HALAMAN

Tuesday, August 2, 2016

Menolak Hukuman Mati Berarti Membela Penjahat




Dunia Hawa - Jumlah total negara yang menghapus hukuman mati, baik secara de facto maupun de jure, mencapai 140 negara. Namun, hukuman ini masih tetap diberlakukan di 58 negara dan wilayah. Dua dari 10 negara ASEAN, yakni Kamboja dan Filipina telah menghapuskan hukuman mati, sementara negara lain seperti Singapura telah melakukan perubahan kebijakan secara bertahap terkait hukuman mati. Beberapa negara yang masih memberlakukan hukuman mati termasuk India, Indonesia, dan Arab Saudi.

Atas nama HAM, mereka menolak hukuman mati. Hukuman mati dianggap melanggar HAM. Aneh sih, mengapa harus membela hak asasi pelanggar HAM? Lalu bagaimana cara mereka melindungi HAM dan membela korban tindak kejahatan HAM?

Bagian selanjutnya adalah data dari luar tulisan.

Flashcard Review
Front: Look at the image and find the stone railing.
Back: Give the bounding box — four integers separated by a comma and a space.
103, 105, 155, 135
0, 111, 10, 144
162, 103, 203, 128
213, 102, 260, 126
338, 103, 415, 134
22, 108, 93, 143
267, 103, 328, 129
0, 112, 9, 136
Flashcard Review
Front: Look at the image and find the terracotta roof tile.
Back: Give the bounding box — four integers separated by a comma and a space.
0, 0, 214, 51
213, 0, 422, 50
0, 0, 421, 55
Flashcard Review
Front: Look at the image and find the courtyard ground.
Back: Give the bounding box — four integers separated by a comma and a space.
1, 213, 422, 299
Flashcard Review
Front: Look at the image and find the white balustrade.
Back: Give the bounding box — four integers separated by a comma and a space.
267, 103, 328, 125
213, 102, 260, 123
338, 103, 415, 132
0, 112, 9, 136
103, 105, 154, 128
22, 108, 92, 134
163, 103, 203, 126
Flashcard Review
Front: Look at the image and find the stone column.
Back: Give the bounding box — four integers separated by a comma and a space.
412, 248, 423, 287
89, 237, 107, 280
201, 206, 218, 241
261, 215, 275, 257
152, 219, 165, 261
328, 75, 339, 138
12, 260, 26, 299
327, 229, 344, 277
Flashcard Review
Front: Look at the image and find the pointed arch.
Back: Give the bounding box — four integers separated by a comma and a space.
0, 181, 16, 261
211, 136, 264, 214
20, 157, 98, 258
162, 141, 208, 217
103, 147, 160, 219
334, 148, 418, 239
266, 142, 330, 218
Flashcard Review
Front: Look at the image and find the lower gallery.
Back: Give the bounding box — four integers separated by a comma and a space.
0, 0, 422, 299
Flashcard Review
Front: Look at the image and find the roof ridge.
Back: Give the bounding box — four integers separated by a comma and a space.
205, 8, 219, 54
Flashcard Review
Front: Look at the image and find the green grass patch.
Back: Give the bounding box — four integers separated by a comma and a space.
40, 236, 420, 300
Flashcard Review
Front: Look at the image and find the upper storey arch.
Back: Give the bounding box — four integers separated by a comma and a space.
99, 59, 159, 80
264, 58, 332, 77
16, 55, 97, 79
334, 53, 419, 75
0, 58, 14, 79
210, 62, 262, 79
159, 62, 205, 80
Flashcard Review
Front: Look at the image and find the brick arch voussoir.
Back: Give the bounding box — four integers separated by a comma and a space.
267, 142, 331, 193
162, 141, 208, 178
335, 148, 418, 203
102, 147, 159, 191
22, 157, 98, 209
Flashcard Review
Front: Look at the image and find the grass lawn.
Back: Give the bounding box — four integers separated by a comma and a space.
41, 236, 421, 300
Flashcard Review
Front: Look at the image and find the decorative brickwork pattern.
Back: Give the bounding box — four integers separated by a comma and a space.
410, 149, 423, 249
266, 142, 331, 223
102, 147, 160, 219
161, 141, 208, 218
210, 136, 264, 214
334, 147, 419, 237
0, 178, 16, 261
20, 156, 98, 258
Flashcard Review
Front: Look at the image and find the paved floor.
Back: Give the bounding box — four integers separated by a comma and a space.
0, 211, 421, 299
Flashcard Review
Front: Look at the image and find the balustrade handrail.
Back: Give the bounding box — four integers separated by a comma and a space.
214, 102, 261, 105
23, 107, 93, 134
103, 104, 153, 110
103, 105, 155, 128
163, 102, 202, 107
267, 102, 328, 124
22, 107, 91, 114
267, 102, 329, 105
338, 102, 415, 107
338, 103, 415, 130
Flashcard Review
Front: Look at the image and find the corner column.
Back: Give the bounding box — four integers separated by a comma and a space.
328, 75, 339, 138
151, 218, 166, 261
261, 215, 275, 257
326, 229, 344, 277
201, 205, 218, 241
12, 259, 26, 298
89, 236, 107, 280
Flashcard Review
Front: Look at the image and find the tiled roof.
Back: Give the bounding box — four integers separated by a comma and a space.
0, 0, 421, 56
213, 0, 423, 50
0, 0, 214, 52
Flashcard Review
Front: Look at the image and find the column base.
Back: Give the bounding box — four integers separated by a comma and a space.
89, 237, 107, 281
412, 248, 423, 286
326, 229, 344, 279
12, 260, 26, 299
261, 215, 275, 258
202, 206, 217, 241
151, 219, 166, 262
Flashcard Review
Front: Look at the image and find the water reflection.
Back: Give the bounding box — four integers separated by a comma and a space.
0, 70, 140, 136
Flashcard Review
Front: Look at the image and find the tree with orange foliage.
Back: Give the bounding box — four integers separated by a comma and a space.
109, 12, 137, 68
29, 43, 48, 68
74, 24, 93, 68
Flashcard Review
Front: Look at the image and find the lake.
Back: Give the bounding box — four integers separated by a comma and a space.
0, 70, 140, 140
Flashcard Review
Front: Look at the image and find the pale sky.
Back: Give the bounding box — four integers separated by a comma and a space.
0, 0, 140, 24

Dasar pemikiran yang digunakan oleh para penentang hukuman mati di antaranya adalah, hukuman mati tidak efektif untuk memberikan efek jera. Hukuman mati ada namun tindak kejahatan juga tetap ada dan tidak berkurang. 

Tingkat kriminalitas berhubungan erat dengan masalah kesejahteraan dan kemiskinan suatu masyarakat, maupun berfungsi atau tidaknya institusi penegakan hukum. Menurut mereka, pembunuh sekalipun tetap memiliki hak hidup. Lagi pula, banyak terpidana mati yang kemudian terbukti tidak bersalah karena faktor human error yang terjadi pada penegak hukum sehingga salah vonis dan lainnya.

Pertama, tentang efek jera. Hukuman mati sebenarnya bukan hanya berfungsi untuk menimbulkan efek jera, melainkan juga efek takut. Lalu, bagaimana jika ternyata masih banyak pelaku kejahatan dengan ancaman hukuman mati yang tetap melakukan tindak kejahatannya? Itu bukan berarti hukuman mati gagal menciptakan efek takut. Mereka yang tetap melakukan tindak kejahatan dengan konskwensi hukuman mati bisa jadi karena nekat, atau memang itu sudah pilihannya. Ia siap dihukum mati. Kalau begitu ngapain harus dibela? Hargailah keputusan mereka, sebagaimana kita menghargai mereka yang memilih menghindari tindak kejahatan dengan konskwensi hukuman mati. Ya, hukuman mati ini sebenarnya tentang konskwensi. Kalau nggak mau dihukum mati, ya jangan lakukan kejahatan itu. Sesimpel itu.

Kedua, bicara tentang hak hidup pembunuh. Tidak semua pembunuh dijatuhi hukuman mati, bukan? Hukuman mati hanya berlaku bagi pembunuh yang memang berniat membunuh, memutuskan membunuh secara sadar, apalagi membunuhnya dengan cara sadis. Ia sudah mengambil hak hidup orang lain dengan sadar dan ikhlas. Balasan apa yang pantas untuknya selain hukuman mati? Memberi keaempatan untuk bertobat, cukup adilkah dengan hukuman seumur hidup? Lalu, kesempatan apa yang bisa diberikan kepada korban yang sudah mati? Sekali lagi, ini soal konskwensi dan tanggung jawab.  

Ketiga, tentang salah vonis atau ketidak adilan dalam perlakuan hukum. Misalnya, hukum lebih berpihak pada ras atau status sosial tertentu. Apakah ini adalah alasan yang tepat untuk menghapus hukuman mati? Salahnya adalah pada proses dan orangnya, bukan pada bentuk hukumannya. Jadi, solusinya bukan menghapus hukuman mati. Karena, ada atau tidaknya hukuman mati tidak akan membuat diskriminasi hukum terhindarkan. Proses dan orang-orangnya lah yang harus dibenahi. Tindakan diakriminatif yang berdampak pada pelanggaran HAM juga bentuk kejahatan. Kalau terbukti, ya hukum saja mereka. Sesimpel itu.

Tulisan ini bukan bermaksud untuk membela Jokowi yang sedang disudutkan gara-gara memberlakukan hukuman mati. Apalagi membela Erdogan yang memulai mengancam hukuman mati bagi para pengkudetanya. Tulisan ini sekedar untuk membela hak korban kejahatan, dan membela logika lain tentang hukuman mati. Gitu aja.